Dodo Vole, from Madagascar, is more than an atypical quality publisher producing beautiful books for the pleasure of both children and adults. It is a political statement and a project of empowerment.
Led by writer Johary Ravaloson and his wife, and partly sustained by private and public sponsors, Dodo Vole was initiated by a community of artists wanting to offer venue to the expression of endangered cultures, silent minorities and promising artists from the south-western regions of the Indian Ocean. Its name symbolically brings back to life a local bird that, for not having the ability to fly, underwent extinction as a result of human predation and of the introduction of other animals on the islands during the period of European explorations and early settlements. The same must not happen to local languages and cultures. For these, and for local children and youth, brave projects like this one provide both roots and wings.
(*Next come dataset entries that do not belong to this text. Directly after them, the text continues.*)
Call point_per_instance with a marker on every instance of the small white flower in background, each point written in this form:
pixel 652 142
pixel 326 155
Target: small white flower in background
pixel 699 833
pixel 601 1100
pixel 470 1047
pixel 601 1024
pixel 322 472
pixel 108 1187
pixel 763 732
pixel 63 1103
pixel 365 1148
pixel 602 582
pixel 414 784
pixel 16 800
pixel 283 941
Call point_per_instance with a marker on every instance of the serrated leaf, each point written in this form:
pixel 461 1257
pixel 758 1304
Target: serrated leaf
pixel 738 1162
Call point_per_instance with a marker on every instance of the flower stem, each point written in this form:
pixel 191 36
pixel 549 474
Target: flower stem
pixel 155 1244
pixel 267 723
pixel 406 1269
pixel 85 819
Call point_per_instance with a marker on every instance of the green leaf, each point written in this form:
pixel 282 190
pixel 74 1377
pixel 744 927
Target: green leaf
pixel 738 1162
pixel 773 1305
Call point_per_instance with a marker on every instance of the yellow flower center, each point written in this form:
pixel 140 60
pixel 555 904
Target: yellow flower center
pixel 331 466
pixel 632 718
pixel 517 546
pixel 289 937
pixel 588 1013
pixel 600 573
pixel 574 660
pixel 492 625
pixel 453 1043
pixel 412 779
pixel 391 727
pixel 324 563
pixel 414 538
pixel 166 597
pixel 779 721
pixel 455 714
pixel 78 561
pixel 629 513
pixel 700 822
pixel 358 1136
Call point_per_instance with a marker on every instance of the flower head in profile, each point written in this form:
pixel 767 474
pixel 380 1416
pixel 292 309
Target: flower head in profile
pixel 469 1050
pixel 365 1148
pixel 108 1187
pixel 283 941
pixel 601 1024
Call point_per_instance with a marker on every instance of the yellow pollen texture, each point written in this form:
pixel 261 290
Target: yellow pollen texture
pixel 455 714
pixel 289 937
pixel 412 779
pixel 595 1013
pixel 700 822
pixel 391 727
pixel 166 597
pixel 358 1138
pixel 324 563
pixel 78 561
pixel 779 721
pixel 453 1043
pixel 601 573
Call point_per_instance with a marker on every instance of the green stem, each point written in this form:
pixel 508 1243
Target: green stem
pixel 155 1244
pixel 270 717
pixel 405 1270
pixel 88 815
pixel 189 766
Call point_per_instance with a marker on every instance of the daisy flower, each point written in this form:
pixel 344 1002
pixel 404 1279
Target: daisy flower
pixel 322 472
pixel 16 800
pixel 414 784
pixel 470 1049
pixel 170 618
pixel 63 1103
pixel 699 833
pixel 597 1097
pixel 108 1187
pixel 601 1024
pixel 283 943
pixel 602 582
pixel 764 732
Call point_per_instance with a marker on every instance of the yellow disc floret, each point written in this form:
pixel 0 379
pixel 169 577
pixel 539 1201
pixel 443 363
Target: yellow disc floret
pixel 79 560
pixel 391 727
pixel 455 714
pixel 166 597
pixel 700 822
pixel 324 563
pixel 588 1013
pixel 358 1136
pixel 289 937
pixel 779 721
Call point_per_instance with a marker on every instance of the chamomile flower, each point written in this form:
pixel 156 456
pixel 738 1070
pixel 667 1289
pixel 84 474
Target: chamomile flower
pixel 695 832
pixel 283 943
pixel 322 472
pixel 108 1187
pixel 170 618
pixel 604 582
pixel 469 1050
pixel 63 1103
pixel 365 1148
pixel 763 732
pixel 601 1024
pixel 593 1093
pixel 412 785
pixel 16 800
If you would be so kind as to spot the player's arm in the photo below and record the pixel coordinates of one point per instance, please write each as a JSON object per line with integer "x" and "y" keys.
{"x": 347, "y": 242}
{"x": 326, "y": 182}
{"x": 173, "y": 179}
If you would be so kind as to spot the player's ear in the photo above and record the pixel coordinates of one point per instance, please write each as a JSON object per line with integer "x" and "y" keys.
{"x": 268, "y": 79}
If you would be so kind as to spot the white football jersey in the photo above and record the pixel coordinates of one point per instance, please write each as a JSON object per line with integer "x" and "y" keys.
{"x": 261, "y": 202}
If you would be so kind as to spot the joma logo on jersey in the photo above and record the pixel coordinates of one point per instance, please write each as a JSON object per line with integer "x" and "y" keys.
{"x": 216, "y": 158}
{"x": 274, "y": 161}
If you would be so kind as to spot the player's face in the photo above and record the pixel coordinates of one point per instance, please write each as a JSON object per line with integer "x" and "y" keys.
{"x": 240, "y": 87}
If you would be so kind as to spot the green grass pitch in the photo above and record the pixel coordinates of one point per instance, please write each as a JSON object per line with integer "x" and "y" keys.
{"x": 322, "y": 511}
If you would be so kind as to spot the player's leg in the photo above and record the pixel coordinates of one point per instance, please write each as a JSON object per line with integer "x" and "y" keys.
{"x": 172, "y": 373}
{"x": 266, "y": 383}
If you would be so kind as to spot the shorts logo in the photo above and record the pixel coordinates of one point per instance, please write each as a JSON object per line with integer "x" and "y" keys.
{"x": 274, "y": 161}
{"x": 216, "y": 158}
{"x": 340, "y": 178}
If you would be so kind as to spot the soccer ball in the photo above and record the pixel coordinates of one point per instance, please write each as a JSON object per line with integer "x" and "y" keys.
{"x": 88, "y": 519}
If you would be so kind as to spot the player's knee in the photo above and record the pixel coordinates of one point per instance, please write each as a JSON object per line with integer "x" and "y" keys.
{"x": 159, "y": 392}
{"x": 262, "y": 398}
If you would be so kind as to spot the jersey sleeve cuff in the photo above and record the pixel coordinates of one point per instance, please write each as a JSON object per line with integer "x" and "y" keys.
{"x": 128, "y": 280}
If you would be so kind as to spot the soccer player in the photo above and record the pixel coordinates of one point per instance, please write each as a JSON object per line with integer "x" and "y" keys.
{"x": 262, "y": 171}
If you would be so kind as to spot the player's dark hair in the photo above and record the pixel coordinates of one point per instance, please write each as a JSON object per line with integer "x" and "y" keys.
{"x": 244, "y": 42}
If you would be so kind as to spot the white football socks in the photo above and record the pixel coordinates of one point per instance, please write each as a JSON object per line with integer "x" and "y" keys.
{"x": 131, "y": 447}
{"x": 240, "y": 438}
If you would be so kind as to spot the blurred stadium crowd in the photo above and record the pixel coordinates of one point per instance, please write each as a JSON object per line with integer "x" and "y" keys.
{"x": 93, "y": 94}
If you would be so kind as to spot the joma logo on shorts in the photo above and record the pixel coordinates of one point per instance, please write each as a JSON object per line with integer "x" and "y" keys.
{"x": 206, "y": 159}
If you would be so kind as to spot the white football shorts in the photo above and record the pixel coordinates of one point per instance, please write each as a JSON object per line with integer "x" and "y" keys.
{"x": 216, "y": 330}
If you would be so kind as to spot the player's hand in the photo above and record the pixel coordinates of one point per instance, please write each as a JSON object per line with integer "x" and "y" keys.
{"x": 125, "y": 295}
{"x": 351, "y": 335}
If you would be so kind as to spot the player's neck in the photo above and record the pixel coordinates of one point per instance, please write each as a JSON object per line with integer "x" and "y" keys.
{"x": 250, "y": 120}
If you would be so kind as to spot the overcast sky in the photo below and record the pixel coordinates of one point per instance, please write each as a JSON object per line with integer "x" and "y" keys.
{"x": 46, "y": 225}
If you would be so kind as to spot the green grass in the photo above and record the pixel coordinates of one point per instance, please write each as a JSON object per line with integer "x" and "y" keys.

The current catalogue of Dodo Vole features board books for both children and adults, bilingual books for children and youth as well as fiction, chronicles and testimonies.  What all these books have in common is that they are based on three pivots and respond to high aesthetical, poetical and ethical standards. The board books are a treasure for all hands: coupling lyrical texts with artistic images of great beauty, they give children the opportunity of enjoying art from a very young age and adults the pleasure of plunging in a narrative both local and universal. Bilingual books in French and Malagasy preserve and offer to the large public stories from the oral tradition and are beautifully illustrated by children themselves. For Malagasy children, having the opportunity to read stories from their own culture in their own language provides a sense of self-worth that any child needs for their healthy development. For children everywhere else, and especially for western readerships, the Dodo Vole books are a window on a fascinating culture as well as an opportunity to get out of the self-referentiality of dominant cultures and to reverse the unidirectional spreading of knowledge of neo-colonial dynamics by becoming receptors rather than donors.
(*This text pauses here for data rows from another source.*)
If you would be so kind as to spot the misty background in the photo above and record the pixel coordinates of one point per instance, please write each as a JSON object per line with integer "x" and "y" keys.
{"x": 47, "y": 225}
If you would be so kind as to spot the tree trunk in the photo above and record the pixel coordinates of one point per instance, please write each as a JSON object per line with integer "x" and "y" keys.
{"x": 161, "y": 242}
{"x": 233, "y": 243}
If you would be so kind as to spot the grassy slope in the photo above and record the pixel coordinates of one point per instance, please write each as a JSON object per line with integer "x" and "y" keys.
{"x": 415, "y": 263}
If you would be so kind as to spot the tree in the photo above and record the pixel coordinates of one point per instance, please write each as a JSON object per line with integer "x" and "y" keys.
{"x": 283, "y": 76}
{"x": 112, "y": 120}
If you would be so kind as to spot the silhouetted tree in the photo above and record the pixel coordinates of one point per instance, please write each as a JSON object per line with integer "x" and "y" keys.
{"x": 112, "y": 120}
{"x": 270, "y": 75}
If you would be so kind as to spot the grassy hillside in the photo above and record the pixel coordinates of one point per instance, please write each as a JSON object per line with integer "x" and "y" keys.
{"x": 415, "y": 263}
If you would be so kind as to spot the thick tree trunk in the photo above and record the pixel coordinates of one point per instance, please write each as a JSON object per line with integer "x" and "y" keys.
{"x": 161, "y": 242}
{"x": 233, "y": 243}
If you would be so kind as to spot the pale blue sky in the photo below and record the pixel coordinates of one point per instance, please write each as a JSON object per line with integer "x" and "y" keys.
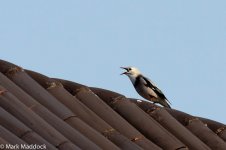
{"x": 180, "y": 45}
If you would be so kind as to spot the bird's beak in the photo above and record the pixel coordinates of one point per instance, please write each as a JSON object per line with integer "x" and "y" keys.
{"x": 124, "y": 72}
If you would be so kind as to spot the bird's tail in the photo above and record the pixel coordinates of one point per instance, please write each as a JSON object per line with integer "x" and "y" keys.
{"x": 164, "y": 103}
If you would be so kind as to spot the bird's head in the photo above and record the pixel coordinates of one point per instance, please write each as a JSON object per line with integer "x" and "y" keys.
{"x": 131, "y": 71}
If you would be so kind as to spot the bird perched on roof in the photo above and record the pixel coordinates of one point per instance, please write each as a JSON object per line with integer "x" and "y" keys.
{"x": 145, "y": 87}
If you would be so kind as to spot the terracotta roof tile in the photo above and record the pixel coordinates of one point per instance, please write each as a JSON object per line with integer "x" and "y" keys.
{"x": 81, "y": 117}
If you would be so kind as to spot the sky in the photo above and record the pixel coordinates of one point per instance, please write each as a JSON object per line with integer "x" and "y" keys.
{"x": 180, "y": 45}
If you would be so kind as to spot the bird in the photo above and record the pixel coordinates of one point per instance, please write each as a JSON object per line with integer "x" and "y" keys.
{"x": 145, "y": 87}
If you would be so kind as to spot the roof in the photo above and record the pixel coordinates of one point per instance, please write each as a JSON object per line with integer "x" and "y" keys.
{"x": 36, "y": 109}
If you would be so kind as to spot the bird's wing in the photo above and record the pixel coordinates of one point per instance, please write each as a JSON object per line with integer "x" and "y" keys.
{"x": 151, "y": 85}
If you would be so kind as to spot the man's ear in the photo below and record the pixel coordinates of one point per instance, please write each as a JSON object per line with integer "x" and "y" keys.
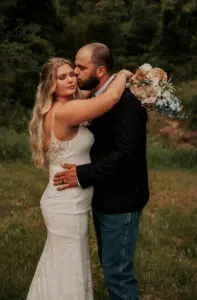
{"x": 101, "y": 71}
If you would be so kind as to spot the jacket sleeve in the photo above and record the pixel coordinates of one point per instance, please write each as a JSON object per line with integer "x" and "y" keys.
{"x": 130, "y": 123}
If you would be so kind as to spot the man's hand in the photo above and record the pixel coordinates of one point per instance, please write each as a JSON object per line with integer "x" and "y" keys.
{"x": 66, "y": 179}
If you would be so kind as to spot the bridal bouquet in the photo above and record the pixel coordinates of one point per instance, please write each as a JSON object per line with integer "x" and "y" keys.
{"x": 152, "y": 87}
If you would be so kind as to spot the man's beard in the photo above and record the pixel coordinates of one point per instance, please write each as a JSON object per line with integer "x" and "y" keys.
{"x": 89, "y": 84}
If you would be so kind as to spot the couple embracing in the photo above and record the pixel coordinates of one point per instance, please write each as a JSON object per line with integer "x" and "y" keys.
{"x": 102, "y": 166}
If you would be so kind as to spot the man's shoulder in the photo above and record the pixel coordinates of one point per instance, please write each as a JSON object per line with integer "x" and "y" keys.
{"x": 129, "y": 100}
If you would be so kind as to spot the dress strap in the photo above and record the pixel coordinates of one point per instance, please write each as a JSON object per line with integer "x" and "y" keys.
{"x": 52, "y": 122}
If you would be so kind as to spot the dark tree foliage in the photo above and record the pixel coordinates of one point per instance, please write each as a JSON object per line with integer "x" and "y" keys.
{"x": 162, "y": 32}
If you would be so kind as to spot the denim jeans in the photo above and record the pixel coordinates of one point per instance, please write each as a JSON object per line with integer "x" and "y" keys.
{"x": 116, "y": 237}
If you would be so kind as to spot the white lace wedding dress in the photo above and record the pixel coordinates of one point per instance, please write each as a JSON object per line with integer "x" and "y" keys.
{"x": 63, "y": 271}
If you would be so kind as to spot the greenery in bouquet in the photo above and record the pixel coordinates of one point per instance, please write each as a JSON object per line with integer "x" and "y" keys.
{"x": 155, "y": 91}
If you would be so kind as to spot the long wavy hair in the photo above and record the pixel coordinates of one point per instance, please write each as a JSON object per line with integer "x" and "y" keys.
{"x": 43, "y": 101}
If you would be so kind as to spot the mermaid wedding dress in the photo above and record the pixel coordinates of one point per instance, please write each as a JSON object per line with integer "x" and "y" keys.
{"x": 63, "y": 271}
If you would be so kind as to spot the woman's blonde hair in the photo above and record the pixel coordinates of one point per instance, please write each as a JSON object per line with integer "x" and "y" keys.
{"x": 43, "y": 102}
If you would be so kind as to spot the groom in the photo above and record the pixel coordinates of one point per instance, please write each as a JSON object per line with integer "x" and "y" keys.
{"x": 118, "y": 172}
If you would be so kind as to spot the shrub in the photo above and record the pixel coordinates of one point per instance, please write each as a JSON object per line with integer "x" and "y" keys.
{"x": 14, "y": 145}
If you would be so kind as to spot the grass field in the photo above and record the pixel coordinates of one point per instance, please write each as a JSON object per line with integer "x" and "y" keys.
{"x": 166, "y": 260}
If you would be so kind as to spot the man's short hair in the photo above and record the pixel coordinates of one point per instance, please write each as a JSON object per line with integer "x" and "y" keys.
{"x": 102, "y": 55}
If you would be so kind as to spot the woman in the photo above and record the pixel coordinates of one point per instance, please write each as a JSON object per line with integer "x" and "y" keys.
{"x": 63, "y": 271}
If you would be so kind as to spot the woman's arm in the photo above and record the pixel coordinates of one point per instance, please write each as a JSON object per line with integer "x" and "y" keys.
{"x": 78, "y": 111}
{"x": 82, "y": 94}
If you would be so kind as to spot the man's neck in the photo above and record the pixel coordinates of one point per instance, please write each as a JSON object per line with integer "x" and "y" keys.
{"x": 103, "y": 80}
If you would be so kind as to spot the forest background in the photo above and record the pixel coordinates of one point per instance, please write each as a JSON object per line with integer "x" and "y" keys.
{"x": 160, "y": 32}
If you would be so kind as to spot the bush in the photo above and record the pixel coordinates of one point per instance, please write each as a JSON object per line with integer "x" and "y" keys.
{"x": 14, "y": 115}
{"x": 14, "y": 145}
{"x": 192, "y": 113}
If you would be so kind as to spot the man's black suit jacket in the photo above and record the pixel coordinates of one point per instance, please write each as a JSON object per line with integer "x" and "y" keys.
{"x": 118, "y": 169}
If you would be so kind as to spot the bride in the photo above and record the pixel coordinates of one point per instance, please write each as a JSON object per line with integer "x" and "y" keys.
{"x": 63, "y": 271}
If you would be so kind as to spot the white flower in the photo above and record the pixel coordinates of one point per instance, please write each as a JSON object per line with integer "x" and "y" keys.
{"x": 146, "y": 67}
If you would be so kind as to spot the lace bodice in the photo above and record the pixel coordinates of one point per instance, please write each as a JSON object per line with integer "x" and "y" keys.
{"x": 75, "y": 150}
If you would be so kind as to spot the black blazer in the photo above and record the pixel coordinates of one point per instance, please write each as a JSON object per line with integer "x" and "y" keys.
{"x": 118, "y": 169}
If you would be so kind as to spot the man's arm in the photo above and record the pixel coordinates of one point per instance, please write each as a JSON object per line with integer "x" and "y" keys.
{"x": 130, "y": 122}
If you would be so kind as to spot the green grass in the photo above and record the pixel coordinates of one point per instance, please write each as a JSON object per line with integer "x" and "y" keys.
{"x": 166, "y": 260}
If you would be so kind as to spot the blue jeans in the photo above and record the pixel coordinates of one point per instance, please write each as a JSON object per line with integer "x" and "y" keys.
{"x": 116, "y": 237}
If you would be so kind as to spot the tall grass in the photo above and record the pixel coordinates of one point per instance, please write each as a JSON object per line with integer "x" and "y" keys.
{"x": 167, "y": 247}
{"x": 173, "y": 158}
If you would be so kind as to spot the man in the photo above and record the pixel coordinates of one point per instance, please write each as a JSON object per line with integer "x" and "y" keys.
{"x": 118, "y": 172}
At the Frankfurt Book Fair in Germany Johary Ravaloson takes the time to sit with my two children and read to them stories from the wonderful books he publishes. I’ve brought my pre-school boy and girl here in search for role models. I want them to see that people who look like them and who, like them, perhaps have not had it easy from the start can get far by the magic power of storytelling and can provide others with the power to fly. The weekend is successful. We have the chance to meet and talk with many prominent Black authors. My children have their books signed by Dany Laferrière, get an autograph and a picture with Alain Mabanckou and spend a good moment glancing at books from many countries at the Africa stand. Most precious and empowering, though, is the time spent with Mister Ravaloson, a time during which they are introduced to the Malagasy mythology, can enjoy gazing at paintings by artist from the Indian Ocean formatted for their little hands, and have a glimpse into the crafting of books done by children who (yes, they are pictured on the books) look very much like them. For two children who were born in Haiti and now live in Germany, sitting here listening to Malgasy stories is enough of a proof that the dodo is alive and well, and that, indeed, it can fly.